In The Disenchanted Wizard Della also lives alone with her father. (There was to have been a mother, but she got cut out in an early draft.)
Now I don't have anything against mothers: my own mother was great, and in a kind of reversal, lived with us and our children for around 21 years, until she died. So I'm not sure why the mothers are missing for the most part in these stories.
The two very different fathers are perhaps fictional attempts to present the sort of father who might have been useful to me if he'd stuck around, though neither of them is the heroic type.
But what's more interesting is the older male character who appears in two of the three books. In the first he actually is Billy's grandfather, and though he's a nothing like my own grandfather, he does seem more outgoing than Billy's own dad, and plays a bigger part in the story.
Della, on the other hand, doesn't have any actual grandfather, but she has an older man who becomes a kind of grandfather to her. This is Mr Crinch, who when he first appears seems to have lost his marbles. This isn't entirely the case, but without him, Della and her cousin, Harold, would never make it back home again.
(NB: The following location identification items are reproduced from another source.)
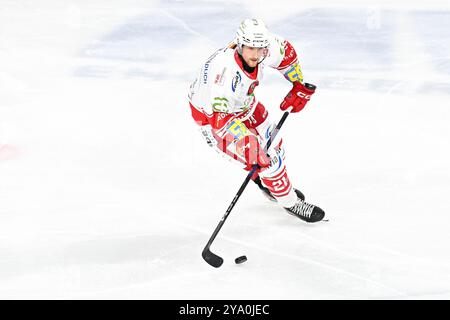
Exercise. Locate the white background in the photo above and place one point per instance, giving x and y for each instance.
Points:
(108, 191)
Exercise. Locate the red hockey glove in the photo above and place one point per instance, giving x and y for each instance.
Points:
(298, 97)
(252, 151)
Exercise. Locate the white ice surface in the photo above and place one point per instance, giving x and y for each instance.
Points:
(107, 190)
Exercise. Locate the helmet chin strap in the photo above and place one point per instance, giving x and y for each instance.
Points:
(245, 65)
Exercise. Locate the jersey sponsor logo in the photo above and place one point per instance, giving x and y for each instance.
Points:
(205, 72)
(236, 80)
(252, 87)
(220, 104)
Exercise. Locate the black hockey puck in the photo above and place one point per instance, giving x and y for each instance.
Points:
(240, 259)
We all draw on real people to put into our stories, sometimes consciously, but more often unconsciously. While I don't necessarily think of members of my family when I'm writing my books (or even when I read them after they're completed), it seems that these people make their way into the stories anyway, without my noticing it. Certainly some of the emotions I experienced as a result of having known them have forced their way into the books. Hopefully they resonate with my readers.